SQLServerCentral apologizes and you can win a book

  • Ah, there's no higher form of flattery than plagiarism... So I was once told when a Fortune 500 company "used" my materials.

    In the "some good can come from this" category, I didn't know this book existed, and I'm a HUGE fan of window functions...the idea that someone put out a book that blends T-SQL with Window Functions was enough to make me pop over to Amazon before responding to this thread.

    As far as window functions we use them a TON in our financial institution BI/Analytical work (we do analytics/strategy integration and Data Warehousing for Credit Unions)

    Being able to put and control counters in queries has been the difference between "oh, that's going to be an ugly query" a couple years ago to "piece of cake" now.

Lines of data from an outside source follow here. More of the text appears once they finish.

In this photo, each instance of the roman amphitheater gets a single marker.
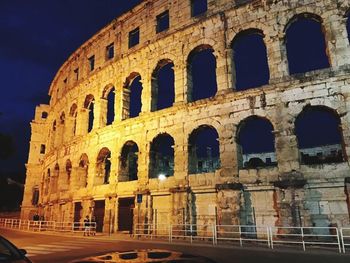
(116, 143)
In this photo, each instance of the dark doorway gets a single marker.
(99, 213)
(78, 209)
(125, 214)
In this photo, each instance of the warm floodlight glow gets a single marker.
(162, 177)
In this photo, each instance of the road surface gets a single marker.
(50, 248)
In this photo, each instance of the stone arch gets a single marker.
(161, 156)
(82, 171)
(128, 162)
(317, 147)
(89, 105)
(249, 57)
(199, 56)
(132, 94)
(103, 166)
(203, 150)
(163, 85)
(305, 43)
(255, 143)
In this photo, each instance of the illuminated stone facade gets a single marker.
(67, 175)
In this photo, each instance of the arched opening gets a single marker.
(305, 44)
(89, 105)
(128, 167)
(256, 143)
(250, 59)
(47, 182)
(319, 135)
(68, 171)
(110, 96)
(82, 174)
(203, 150)
(133, 96)
(73, 112)
(103, 166)
(163, 89)
(161, 156)
(201, 73)
(54, 178)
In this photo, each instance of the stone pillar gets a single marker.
(181, 163)
(287, 157)
(102, 120)
(228, 207)
(146, 96)
(223, 74)
(82, 121)
(276, 57)
(228, 152)
(336, 39)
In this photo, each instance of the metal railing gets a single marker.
(318, 236)
(344, 233)
(272, 236)
(40, 226)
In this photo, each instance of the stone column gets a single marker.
(287, 157)
(336, 39)
(102, 121)
(276, 57)
(82, 121)
(228, 153)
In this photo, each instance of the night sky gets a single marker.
(39, 35)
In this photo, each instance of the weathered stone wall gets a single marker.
(289, 194)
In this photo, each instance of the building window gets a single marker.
(110, 51)
(162, 21)
(92, 62)
(134, 37)
(198, 7)
(42, 148)
(44, 115)
(76, 73)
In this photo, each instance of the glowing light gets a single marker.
(162, 177)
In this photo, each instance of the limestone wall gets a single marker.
(289, 194)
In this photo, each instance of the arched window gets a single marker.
(132, 98)
(55, 178)
(103, 166)
(305, 44)
(89, 105)
(250, 59)
(82, 174)
(256, 143)
(203, 150)
(201, 73)
(161, 156)
(110, 96)
(73, 112)
(319, 136)
(163, 89)
(68, 171)
(128, 162)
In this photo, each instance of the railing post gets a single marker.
(191, 233)
(342, 239)
(302, 237)
(240, 235)
(339, 245)
(271, 237)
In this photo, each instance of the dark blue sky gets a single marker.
(37, 36)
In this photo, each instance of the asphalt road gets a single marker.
(46, 248)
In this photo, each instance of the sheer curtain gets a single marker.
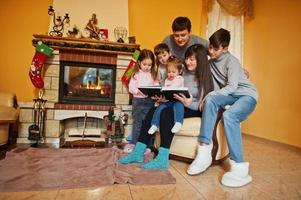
(218, 18)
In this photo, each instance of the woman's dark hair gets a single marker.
(181, 24)
(220, 37)
(202, 73)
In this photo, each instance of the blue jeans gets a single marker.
(241, 108)
(140, 108)
(178, 110)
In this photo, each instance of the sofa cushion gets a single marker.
(191, 127)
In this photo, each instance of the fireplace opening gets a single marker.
(87, 83)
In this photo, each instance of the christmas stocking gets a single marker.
(36, 67)
(130, 69)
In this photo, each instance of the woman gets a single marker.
(198, 80)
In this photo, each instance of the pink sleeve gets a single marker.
(178, 81)
(133, 85)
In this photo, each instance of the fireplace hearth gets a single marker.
(87, 83)
(82, 77)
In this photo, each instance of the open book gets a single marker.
(167, 92)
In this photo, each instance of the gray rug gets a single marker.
(36, 169)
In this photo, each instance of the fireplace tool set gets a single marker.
(36, 131)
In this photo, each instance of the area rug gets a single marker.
(36, 169)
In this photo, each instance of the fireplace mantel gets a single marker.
(86, 45)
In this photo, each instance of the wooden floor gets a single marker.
(275, 168)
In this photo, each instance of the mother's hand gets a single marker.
(182, 98)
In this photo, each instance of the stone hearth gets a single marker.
(57, 113)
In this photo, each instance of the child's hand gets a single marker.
(159, 99)
(140, 93)
(201, 106)
(182, 98)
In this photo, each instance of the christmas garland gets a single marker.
(85, 45)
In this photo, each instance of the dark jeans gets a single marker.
(166, 124)
(141, 106)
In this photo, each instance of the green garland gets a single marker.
(85, 46)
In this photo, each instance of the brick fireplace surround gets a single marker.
(57, 113)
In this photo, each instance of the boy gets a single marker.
(235, 90)
(162, 54)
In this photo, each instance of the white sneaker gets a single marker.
(152, 129)
(176, 128)
(238, 175)
(202, 161)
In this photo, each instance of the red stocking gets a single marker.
(36, 67)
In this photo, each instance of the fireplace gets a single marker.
(87, 83)
(66, 94)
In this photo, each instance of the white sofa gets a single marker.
(184, 144)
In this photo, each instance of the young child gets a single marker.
(174, 79)
(145, 75)
(235, 90)
(162, 54)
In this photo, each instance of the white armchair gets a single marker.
(185, 142)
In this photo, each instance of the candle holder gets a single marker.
(58, 23)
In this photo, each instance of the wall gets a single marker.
(272, 44)
(272, 55)
(18, 21)
(110, 14)
(150, 21)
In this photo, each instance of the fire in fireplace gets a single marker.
(87, 83)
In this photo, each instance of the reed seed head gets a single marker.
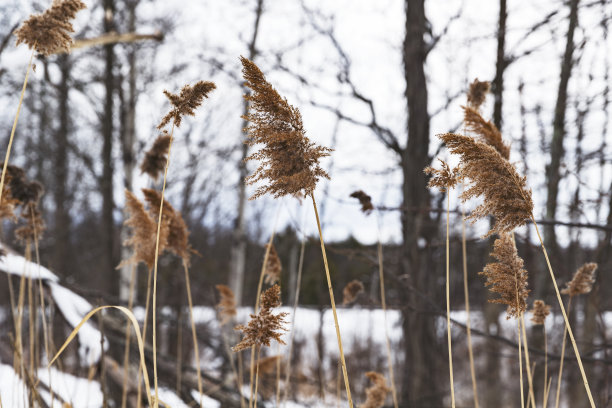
(507, 277)
(49, 33)
(540, 311)
(186, 102)
(264, 326)
(289, 161)
(365, 201)
(505, 194)
(582, 282)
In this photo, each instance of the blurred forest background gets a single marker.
(375, 81)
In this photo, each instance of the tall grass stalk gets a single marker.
(333, 304)
(467, 308)
(567, 324)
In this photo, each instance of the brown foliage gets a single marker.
(263, 326)
(506, 277)
(377, 393)
(49, 33)
(540, 311)
(155, 159)
(227, 304)
(186, 102)
(289, 161)
(582, 282)
(505, 193)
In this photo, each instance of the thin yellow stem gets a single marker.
(193, 331)
(467, 309)
(8, 149)
(448, 327)
(569, 306)
(333, 305)
(567, 324)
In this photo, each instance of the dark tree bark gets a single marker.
(553, 176)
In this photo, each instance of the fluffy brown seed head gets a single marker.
(582, 282)
(227, 304)
(155, 159)
(264, 326)
(478, 93)
(49, 33)
(540, 311)
(289, 161)
(443, 179)
(377, 393)
(506, 277)
(143, 229)
(485, 131)
(273, 267)
(505, 194)
(186, 102)
(178, 233)
(365, 201)
(351, 291)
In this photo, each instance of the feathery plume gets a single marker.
(485, 130)
(365, 201)
(582, 282)
(49, 33)
(351, 291)
(177, 240)
(478, 93)
(143, 231)
(540, 311)
(377, 393)
(507, 277)
(155, 159)
(263, 326)
(505, 194)
(227, 304)
(273, 267)
(289, 160)
(444, 179)
(186, 102)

    One of the great uses is controlling the sequence of records when no reliable sequencer exists in the source data. For example, one of the credit union systems we work with has a "sequence number" for phone number records. Seq=1 is the primary phone number... UNLESS sequence numbers do not get reset when old phone numbers are deleted (they do the same thing with email addresses). Seq = 1 will get you the primary phone/email if and only if the original primary hasn't been deleted... and we all know the hazards of trying to get a MIN() in there and the query performance that results from a subquery...If you are controlling the Fetch (or want to show all possible numbers), it doesn't matter if the sequence number doesn't start at 1. If you are trying to create a report that only contains the one primary contact number...it's a hassle.

    Before:

    select ind.individual_id, ind.last_name, ph.phone_str

    from individual ind

    inner join phone ph

    on ind.individual_id = ph.individual_id

    and ph.seq =

    (select min(seq)

    from phone ph2

    where ph2.individual_id = ph.individual_id

    )

    where ind.individual_id = 123456

    With a Window:

    with phone_help as

    (

    select ind.individual_id, ind.last_name, ph.phone_str,

    row_number() over (partition by ph.individual_id order by ph.seq) as accurate_sequence /*Make an accurate sequence nbr that is predicatable*/

    from db2inst1.individual ind

    inner join db2inst1.phone ph

    on ind.individual_id = ph.individual_id

    )

    select * from phone_help

    where individual_id = 123456

    and accurate_sequence = 1

    Using Row_number() over is a technique we use all the time when we need to systematically control the order of things especially when that order does not always fall into the structure we need for analysis.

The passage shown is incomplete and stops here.